The Strait of Hormuz, the channel through which roughly 20% of global oil and significant volumes of Middle Eastern metals transit, was disrupted earlier in 2026 by regional conflict. A US-Iran deal in mid-2026 reopened the strait, easing supply fears for multiple commodities. But copper's exposure is indirect — through energy costs for mining and smelting, and through sulfuric acid availability. JP Morgan estimated that if Brent oil prices were to hover around $110 per barrel for the remainder of 2026, copper demand growth could be stripped by 1.4 percentage points. Oil prices have since moderated with the strait's reopening, but the episode revealed the market's sensitivity to energy-cost transmission.
For copper buyers, the current environment demands a strategy tuned to the gap between official data and market reality. The ICSG says surplus. Contract your prices accordingly, and you may capture favorable terms if the surplus materializes and prices retreat toward Goldman's $11,100 fair value estimate. But the physical market says tightness — declining exchange inventories, negative treatment charges, and a concentrate deficit measured in hundreds of thousands of tonnes. If that narrative prevails, holding off on procurement means buying into a market where every dip is bought by speculators positioned for structural deficits.

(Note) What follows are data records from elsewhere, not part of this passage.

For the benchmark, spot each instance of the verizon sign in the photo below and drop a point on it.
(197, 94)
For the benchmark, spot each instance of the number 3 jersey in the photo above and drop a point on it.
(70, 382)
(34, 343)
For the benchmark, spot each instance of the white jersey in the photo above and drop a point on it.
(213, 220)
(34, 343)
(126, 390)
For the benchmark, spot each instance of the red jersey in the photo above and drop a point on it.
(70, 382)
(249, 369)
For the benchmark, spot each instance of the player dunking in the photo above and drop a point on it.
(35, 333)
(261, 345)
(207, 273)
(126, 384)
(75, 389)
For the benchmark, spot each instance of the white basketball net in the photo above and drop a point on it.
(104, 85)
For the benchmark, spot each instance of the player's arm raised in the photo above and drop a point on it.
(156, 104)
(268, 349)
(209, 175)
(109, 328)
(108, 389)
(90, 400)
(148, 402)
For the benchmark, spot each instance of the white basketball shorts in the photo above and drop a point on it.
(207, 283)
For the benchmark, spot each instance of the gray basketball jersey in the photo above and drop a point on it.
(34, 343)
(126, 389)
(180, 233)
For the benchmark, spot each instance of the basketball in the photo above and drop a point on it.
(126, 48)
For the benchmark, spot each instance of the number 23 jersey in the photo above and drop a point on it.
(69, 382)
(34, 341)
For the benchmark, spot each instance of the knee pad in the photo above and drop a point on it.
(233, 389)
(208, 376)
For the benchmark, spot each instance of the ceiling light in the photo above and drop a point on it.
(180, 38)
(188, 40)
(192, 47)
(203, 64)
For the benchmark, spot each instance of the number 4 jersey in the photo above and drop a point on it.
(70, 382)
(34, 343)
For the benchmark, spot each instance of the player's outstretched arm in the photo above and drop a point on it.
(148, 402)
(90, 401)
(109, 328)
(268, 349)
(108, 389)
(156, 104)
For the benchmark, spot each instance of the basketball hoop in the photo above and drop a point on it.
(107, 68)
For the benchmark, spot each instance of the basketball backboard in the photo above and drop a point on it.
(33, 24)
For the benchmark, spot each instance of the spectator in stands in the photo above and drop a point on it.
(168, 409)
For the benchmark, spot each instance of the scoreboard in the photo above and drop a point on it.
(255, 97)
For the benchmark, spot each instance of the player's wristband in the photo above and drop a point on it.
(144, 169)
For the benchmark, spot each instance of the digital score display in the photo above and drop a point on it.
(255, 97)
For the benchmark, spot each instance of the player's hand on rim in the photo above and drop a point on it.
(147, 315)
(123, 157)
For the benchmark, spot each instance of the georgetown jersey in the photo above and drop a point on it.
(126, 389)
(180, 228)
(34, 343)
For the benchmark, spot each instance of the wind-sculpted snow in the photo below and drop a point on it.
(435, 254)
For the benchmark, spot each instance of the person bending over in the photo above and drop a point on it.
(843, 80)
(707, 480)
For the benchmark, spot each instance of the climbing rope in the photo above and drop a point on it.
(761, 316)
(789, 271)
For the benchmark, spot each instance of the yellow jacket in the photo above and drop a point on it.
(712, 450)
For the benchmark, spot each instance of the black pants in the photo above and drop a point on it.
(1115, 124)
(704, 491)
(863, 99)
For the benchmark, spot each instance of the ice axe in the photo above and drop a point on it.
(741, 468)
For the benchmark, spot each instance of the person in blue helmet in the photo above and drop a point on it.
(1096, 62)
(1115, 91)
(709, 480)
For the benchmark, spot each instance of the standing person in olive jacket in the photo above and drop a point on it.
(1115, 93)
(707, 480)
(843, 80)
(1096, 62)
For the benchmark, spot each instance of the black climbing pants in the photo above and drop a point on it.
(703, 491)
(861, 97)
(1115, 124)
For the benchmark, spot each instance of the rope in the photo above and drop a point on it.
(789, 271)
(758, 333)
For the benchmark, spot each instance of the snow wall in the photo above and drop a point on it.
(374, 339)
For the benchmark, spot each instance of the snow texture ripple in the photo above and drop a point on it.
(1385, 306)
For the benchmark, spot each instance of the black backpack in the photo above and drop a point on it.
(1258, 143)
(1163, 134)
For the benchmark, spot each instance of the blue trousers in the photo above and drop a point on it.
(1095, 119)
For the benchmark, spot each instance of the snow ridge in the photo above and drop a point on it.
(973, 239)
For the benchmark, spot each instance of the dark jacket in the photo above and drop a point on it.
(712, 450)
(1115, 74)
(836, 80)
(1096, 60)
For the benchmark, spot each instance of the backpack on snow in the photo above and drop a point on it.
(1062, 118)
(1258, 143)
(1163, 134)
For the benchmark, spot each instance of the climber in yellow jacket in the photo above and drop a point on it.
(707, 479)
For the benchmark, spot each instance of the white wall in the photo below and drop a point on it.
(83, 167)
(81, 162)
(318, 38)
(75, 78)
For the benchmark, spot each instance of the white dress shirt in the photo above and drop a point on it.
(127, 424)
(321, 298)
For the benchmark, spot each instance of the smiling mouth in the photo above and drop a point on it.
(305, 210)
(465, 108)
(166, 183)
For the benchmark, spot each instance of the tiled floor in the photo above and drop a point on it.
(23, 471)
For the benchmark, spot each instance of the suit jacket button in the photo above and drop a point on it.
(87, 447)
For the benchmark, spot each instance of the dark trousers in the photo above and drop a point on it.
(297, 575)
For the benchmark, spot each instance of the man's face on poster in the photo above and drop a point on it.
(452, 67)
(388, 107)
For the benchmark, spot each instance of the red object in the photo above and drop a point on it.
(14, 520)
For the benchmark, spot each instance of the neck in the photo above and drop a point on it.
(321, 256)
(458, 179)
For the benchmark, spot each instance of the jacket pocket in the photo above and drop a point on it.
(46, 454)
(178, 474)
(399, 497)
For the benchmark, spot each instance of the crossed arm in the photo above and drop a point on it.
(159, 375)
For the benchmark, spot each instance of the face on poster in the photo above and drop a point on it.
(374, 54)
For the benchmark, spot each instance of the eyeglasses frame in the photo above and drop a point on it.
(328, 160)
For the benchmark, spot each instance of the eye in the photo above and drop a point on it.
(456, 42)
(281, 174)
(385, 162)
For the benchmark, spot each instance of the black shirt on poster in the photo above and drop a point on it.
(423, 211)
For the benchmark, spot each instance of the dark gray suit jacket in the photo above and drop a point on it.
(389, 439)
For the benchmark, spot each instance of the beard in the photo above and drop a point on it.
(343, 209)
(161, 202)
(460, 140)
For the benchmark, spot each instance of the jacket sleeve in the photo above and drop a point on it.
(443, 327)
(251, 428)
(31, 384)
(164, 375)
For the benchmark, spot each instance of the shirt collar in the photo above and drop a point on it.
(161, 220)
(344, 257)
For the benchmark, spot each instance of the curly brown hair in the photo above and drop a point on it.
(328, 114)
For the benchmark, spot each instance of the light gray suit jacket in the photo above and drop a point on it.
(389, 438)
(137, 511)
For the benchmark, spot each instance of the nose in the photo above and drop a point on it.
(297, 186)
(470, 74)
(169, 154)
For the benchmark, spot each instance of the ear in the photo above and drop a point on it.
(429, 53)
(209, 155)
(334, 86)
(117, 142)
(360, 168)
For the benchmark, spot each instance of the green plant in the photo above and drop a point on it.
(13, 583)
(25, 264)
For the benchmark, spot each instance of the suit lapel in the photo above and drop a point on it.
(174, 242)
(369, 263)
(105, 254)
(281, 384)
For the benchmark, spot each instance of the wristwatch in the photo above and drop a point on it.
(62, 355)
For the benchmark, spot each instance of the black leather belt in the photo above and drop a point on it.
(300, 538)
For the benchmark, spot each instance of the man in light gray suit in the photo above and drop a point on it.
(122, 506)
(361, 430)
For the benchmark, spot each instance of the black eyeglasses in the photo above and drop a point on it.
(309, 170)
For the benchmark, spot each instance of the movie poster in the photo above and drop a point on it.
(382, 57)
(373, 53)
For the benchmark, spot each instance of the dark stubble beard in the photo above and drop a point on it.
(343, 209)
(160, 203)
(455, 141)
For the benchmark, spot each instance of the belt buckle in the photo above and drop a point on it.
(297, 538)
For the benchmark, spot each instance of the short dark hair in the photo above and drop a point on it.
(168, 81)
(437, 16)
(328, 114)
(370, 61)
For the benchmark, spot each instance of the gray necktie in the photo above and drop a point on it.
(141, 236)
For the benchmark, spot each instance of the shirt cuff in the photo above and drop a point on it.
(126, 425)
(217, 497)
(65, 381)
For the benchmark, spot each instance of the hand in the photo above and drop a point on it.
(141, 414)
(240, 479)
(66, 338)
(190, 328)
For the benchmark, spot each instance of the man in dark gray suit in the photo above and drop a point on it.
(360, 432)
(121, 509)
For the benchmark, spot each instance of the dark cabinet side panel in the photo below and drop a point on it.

The copper market is telling two incompatible stories. If you believe the ICSG surplus narrative, wait — prices could drift toward Goldman's $11,100/t fair value as higher mine output and weaker Chinese demand materialize in H2 2026. But if you believe the physical market signals — declining exchange inventories, negative treatment charges, and a 300,000-tonne concentrate deficit — then any price dip below $12,000/t is a buying opportunity. For contract structuring: negotiate Q4 2026 and H1 2027 fixed-price contracts now while the surplus narrative is fresh and sellers may be willing to lock in the mid-$12,000s. For spot buyers: maintain 60-90 days of inventory cover and watch two triggers — LME stocks below 200,000 tonnes (bullish) and the US tariff decision in mid-2026 (bearish if confirmed, triggering destocking). In either scenario, the US premium over LME will remain elevated through the tariff decision window. Budget for a $300-500/t premium on COMEX-priced material.